简体   繁体   中英

Hadoop mapper writes directly to ouput. (Reducer writes mapper's output)

I have the following code in hadoop and when it runs it produces the output of the mapper as the output of the reducer. The reducer basically does nothing. The 2 input files are in the form:

File A: Jan-1 #starwars,17115 (Each line is like this one.) VALUE is the number 17115.

File B: #starwars,2017/1/1 5696 (Each line is like this one.) VALUE is the number 5696.

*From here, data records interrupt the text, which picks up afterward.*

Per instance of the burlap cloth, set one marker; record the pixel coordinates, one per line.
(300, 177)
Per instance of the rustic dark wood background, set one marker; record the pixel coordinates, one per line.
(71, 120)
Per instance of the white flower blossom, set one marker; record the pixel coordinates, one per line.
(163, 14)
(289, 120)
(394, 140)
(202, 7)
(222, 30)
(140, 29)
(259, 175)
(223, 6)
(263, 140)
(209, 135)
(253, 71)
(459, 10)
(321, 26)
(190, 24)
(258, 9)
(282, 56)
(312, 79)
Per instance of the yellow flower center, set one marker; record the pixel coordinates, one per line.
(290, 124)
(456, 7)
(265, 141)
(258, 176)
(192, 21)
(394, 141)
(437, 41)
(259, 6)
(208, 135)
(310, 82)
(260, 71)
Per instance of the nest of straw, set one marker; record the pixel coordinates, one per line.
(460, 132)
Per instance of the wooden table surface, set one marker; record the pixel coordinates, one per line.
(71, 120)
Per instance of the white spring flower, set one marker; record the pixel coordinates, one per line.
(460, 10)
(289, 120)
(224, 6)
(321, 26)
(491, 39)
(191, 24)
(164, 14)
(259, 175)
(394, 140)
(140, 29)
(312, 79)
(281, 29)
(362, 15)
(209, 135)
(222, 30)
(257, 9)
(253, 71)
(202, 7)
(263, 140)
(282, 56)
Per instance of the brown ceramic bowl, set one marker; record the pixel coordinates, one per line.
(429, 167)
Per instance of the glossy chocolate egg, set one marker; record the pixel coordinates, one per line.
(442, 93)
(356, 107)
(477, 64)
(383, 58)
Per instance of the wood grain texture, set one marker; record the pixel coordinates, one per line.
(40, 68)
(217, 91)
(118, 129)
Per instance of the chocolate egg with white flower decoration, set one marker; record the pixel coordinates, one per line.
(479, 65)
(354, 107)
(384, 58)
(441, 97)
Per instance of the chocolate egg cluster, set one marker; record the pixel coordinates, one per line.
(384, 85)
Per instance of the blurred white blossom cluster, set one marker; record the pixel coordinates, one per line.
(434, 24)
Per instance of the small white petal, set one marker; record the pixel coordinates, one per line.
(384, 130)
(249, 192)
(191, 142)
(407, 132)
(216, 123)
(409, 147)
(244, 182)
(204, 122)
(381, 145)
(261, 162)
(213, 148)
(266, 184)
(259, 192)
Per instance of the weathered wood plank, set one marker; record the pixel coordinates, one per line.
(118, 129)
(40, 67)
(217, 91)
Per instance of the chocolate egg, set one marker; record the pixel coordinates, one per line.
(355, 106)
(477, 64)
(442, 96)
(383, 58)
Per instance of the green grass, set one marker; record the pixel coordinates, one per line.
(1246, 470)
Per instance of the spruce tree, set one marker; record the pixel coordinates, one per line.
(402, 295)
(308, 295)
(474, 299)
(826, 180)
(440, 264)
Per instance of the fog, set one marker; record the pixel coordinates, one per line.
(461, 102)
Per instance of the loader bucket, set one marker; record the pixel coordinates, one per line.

Mapper class processes these file and outputs(only the bold letters) :

JAN #STARWARS 17115/A where KEY: JAN #STARWARS

JAN #STARWARS 5696/B where KEY: JAN #STARWARS

The reducer is supposed to do the following:

All the same keys go to one reducer, correct me if i'm wrong i'm new to hadoop and each reducer splits the value to 2 parts : the key and the value

KEY: A, VALUE 17115

KEY: B, VALUE 5696

For the moment it should just adds all the values without caring if it's coming from A or B and writes(only bold):

JAN #STARWARS 22.811 (22.811 = 17115+5696)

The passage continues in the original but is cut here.